# Old School Capacitor, what is it? How to test?



## MyEvilBanana (Sep 29, 2021)

So digging through my closet I found a capacitor I'd picked up used with the intention to hookup which obviously never happened and because life sometimes comes at you fast it was put away till later... well it's now little over 10 years later.
It's a Lighting Audio carbon capacitor and I'm guessing its either 50 or 100 farad. There's sticker on the back that says SC1CB2076-1397. Not surprising I can't find reference to this number online. No other numbers that I could see inside or outside. Closest I could find is this Rockford Fosgate cap that looks identical to it. 100 Farad Competition Capacitor - 16 Volt | Rockford Fosgate ® (the picture is no longer on their site, to see it you have to scroll down to the support tab and view the manual which is still available, 2002 CPCC1 and CPCC2)
Unfortunately both the models Rockford shows have the same physical dimensions.

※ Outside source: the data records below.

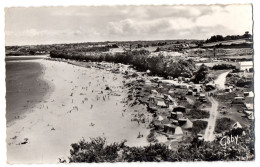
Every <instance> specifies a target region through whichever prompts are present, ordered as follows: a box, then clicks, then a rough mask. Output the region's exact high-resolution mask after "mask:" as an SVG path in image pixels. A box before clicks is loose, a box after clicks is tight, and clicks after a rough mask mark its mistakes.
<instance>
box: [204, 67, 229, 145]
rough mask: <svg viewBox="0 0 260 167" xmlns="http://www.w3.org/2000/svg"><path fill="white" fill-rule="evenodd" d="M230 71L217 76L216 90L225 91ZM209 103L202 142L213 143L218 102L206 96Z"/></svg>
mask: <svg viewBox="0 0 260 167" xmlns="http://www.w3.org/2000/svg"><path fill="white" fill-rule="evenodd" d="M229 72H230V71H227V72H224V73H222V74H220V75H219V76H218V78H217V79H216V80H215V81H214V83H215V84H216V86H217V88H218V89H225V83H226V77H227V75H228V73H229ZM214 92H216V90H213V91H211V92H210V93H214ZM208 99H209V101H210V102H211V108H210V116H209V120H208V126H207V128H206V131H205V135H204V140H205V141H213V140H214V130H215V125H216V119H217V115H218V105H219V104H218V101H216V100H215V99H214V97H212V96H208Z"/></svg>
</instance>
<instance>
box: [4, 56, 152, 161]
mask: <svg viewBox="0 0 260 167" xmlns="http://www.w3.org/2000/svg"><path fill="white" fill-rule="evenodd" d="M35 61H37V62H39V63H40V64H41V65H42V66H43V68H44V69H45V71H44V74H43V75H42V77H43V79H44V80H45V81H46V82H48V83H49V86H50V87H51V89H49V90H51V91H52V92H51V93H50V95H48V96H45V99H44V100H43V101H42V102H40V103H38V104H36V105H35V106H32V107H31V108H28V111H31V112H28V114H26V117H25V118H23V119H19V120H15V124H12V125H10V126H8V127H7V159H8V163H11V164H13V163H58V158H62V159H63V158H64V159H67V157H68V156H69V150H70V148H71V147H70V145H71V144H72V143H75V142H78V141H79V140H81V139H82V138H84V139H85V140H87V141H89V140H90V139H89V138H90V137H98V136H101V137H105V138H106V139H107V142H108V143H111V142H120V141H122V140H124V139H126V140H127V143H126V144H127V145H129V146H144V145H148V144H149V143H148V142H147V140H146V136H147V135H148V134H149V132H150V130H149V129H148V128H147V126H148V123H146V124H140V125H139V124H138V123H137V122H135V121H131V119H133V117H134V114H136V112H135V111H134V110H143V111H144V110H146V109H145V106H136V108H135V107H132V108H131V107H129V106H128V105H126V104H125V103H121V101H123V100H124V99H125V98H126V97H127V89H126V88H124V87H123V83H122V81H123V80H124V78H123V76H122V74H113V73H111V72H109V71H105V70H97V69H95V68H84V67H79V66H75V65H71V64H67V63H65V62H57V61H50V60H44V59H43V60H35ZM103 77H104V78H103ZM106 85H108V86H109V87H110V88H111V89H112V92H111V91H109V90H105V88H106ZM101 91H103V94H102V92H101ZM115 93H116V94H119V95H120V96H114V95H113V94H115ZM108 94H110V95H109V98H108ZM103 98H104V99H103ZM91 105H93V106H92V107H91ZM123 110H125V111H123ZM91 125H94V126H91ZM139 132H140V133H141V134H143V135H144V137H142V138H137V136H138V133H139Z"/></svg>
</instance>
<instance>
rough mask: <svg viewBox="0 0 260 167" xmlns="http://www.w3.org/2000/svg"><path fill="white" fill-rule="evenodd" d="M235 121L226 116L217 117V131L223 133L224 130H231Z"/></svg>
mask: <svg viewBox="0 0 260 167" xmlns="http://www.w3.org/2000/svg"><path fill="white" fill-rule="evenodd" d="M234 123H235V121H234V120H232V119H230V118H226V117H224V118H220V119H217V122H216V127H215V132H217V133H222V132H224V131H227V130H230V128H231V125H233V124H234Z"/></svg>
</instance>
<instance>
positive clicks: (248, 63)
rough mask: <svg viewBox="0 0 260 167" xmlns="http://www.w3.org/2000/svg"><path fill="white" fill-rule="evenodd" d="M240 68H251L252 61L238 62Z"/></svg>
mask: <svg viewBox="0 0 260 167" xmlns="http://www.w3.org/2000/svg"><path fill="white" fill-rule="evenodd" d="M239 65H240V66H253V61H242V62H239Z"/></svg>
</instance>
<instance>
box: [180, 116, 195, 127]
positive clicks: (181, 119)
mask: <svg viewBox="0 0 260 167" xmlns="http://www.w3.org/2000/svg"><path fill="white" fill-rule="evenodd" d="M178 121H179V124H180V125H181V127H182V128H183V129H191V128H192V127H193V123H192V122H191V121H190V120H189V119H188V118H187V119H179V120H178Z"/></svg>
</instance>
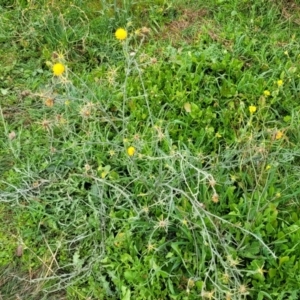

So while I suppose it doesn't matter I'd kinda like to know which size it is. 
And the more important question how do I safely test this thing?


----------



## SQ_Bronco (Jul 31, 2005)

I’m not an expert but I googled it, and found this article:









Best way to test large capacitors?


Large capacitors! First off, yes I'm aware of the safety concerns here... Large capacitors can have deadly amounts of voltage stored, and should be handled carefully and knowledgeably! My question: is there a reliable process for testing a large capacitor? I have a 6800uf 63v DC cap off an old...




forum.allaboutcircuits.com





Good luck!


----------